Without the ability to hide behind Other People’s Money in the form of purely third party or Government loans, the abuses likely would screech to a halt.

Who Really Needs Security Clearances?

The Wall Street Journal‘s editors have got their panties in a twist because President Donald Trump (R) has withdrawn Perkins-Coie’s Federal security clearances among other actions regarding the law firm. The editors claim it’s all about Trumpian retribution:

That’s the only way to read his extraordinary executive orders targeting big Washington law firms for federal punishment and investigation. Mr. Trump’s decision to use government power to punish firms for representing clients breaks a cornerstone principle of American justice going back to John Adams and the Founders.

Perhaps. But that’s the editors’ spin, and they present it, in typical news opinionator fashion, as if it were fact and the only possible fact of the matter.

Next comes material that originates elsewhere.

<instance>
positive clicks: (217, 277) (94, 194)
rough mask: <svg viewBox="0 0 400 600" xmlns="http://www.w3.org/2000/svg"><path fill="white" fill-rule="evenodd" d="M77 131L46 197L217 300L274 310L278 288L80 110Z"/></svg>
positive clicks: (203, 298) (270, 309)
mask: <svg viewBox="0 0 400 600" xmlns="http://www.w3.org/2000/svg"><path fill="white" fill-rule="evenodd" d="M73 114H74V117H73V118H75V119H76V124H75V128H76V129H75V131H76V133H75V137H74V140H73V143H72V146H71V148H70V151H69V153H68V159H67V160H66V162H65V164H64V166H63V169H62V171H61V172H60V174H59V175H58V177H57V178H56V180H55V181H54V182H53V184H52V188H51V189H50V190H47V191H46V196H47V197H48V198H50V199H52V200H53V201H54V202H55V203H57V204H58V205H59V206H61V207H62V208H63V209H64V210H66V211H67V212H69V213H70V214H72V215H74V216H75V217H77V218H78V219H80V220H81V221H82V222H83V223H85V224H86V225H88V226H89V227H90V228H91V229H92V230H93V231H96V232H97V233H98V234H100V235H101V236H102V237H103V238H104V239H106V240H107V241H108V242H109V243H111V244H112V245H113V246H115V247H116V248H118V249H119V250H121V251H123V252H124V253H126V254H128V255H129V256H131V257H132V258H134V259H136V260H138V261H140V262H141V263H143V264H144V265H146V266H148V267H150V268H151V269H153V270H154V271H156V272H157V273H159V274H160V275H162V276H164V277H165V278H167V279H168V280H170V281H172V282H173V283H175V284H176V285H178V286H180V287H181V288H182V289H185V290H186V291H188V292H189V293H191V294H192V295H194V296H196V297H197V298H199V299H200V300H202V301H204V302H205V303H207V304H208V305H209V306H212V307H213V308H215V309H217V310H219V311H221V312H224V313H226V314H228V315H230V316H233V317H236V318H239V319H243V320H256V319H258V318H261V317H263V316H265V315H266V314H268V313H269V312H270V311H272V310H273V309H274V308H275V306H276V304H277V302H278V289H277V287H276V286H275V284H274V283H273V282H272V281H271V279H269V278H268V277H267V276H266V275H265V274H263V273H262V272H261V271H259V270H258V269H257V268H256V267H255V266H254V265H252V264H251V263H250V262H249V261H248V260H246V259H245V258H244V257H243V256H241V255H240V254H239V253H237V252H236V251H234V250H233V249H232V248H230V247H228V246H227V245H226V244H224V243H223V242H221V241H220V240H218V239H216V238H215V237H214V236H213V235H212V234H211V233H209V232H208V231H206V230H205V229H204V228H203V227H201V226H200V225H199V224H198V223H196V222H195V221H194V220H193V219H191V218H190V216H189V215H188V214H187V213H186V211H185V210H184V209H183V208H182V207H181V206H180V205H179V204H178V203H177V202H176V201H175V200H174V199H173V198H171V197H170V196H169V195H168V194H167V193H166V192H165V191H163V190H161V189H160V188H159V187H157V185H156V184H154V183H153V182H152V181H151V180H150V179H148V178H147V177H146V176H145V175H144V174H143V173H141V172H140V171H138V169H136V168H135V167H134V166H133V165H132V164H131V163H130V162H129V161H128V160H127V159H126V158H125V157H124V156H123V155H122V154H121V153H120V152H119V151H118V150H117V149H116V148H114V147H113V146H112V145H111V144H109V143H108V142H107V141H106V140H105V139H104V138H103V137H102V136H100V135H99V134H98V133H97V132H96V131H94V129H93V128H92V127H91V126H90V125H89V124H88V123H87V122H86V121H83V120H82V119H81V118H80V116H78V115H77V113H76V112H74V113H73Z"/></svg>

On the other hand, it’s also true that Perkins-Coie, other big Washington law firms, and the individual lawyers in those organizations have no need whatsoever for blanket, routinely extant, Federal security clearances just because. Those should be granted on a case-by-case basis, centered on the lawyers directly involved needing access to classified material in order to defend a client. Furthermore, as soon as that defense is concluded, or as soon as the lawyers in question are no longer involved, those clearances should be canceled; they’d no longer be needed.

Neither should a law firm itself have any security clearance at all. Only those lawyers directly involved in a case needing classified access should have the associated clearance.

These editors would do well to get their angst back under control.